Nonetheless, promising solutions exist. Farmer education initiatives, such as Integrated Pest Management (IPM) training, have already reduced pesticide use by 45% in pilot programs (FAO, 2023). Planting flowering borders around crops increased yields by 22% in Sindh (Sindh Agri Project, 2023). Policy measures modeled after the EU, like banning five high-risk pesticides and offering tax incentives to pollinator-friendly farms, could accelerate change. Urban beekeeping in 12 cities and pollinator garden programs in schools are already raising awareness and building grassroots resilience. Reversing pollinator decline will require systemic, multi-sectoral commitment, but the tools are already within reach.
Conclusion
Pollinators are more than just ecological allies; they are keystones of Pakistan’s agricultural and nutritional security. As this article demonstrates, the dramatic collapse of pollinator populations threatens both the economic viability of key crops and the nutritional well-being of millions. Without bees, butterflies, and other vital species, fruit yields will continue to drop, soil health will degrade, and nutrient-rich foods will become scarce, compounding the country’s food insecurity and public health burdens.

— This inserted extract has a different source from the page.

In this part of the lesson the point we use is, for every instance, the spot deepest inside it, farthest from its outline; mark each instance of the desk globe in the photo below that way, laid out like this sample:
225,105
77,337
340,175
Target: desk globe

The causes of pollinator decline, pesticide overuse, habitat destruction, monocultures, and climate change, are well documented and increasingly urgent. Their effects are already visible across cotton fields in Punjab and fruit orchards in Swat, where lower yields and biodiversity loss are undermining farmer livelihoods and national food chains. Yet despite this, Pakistan lacks a national strategy for pollinator protection. Regulatory gaps, poor research investment, and fragmented policy responses have left a critical ecological pillar dangerously exposed.
Solutions do exist. From training farmers in Integrated Pest Management to incentivizing pollinator-friendly farming and restoring wildflower habitats, Pakistan can act now to halt and reverse pollinator decline. The country must integrate pollinator conservation into agricultural, environmental, and climate resilience policies. Protecting pollinators is not optional, it is essential to safeguarding Pakistan’s ecosystems, rural economies, and future food systems.
References: World Bank; PARC;IPBES; Punjab Agriculture Department Data; WWF-Pakistan Habitat Study; FAO Pakistan Program Reports; Pakistan Economic Survey; University of Peshawar; KP Agriculture Statistics; National Nutrition Survey; EPA Punjab; UAF Study; PMD Climate Report; Beekeepers Association; UoP & Swat Agri Survey; HEC Report
Please note that the views expressed in this article are of the author and do not necessarily reflect the views or policies of any organization.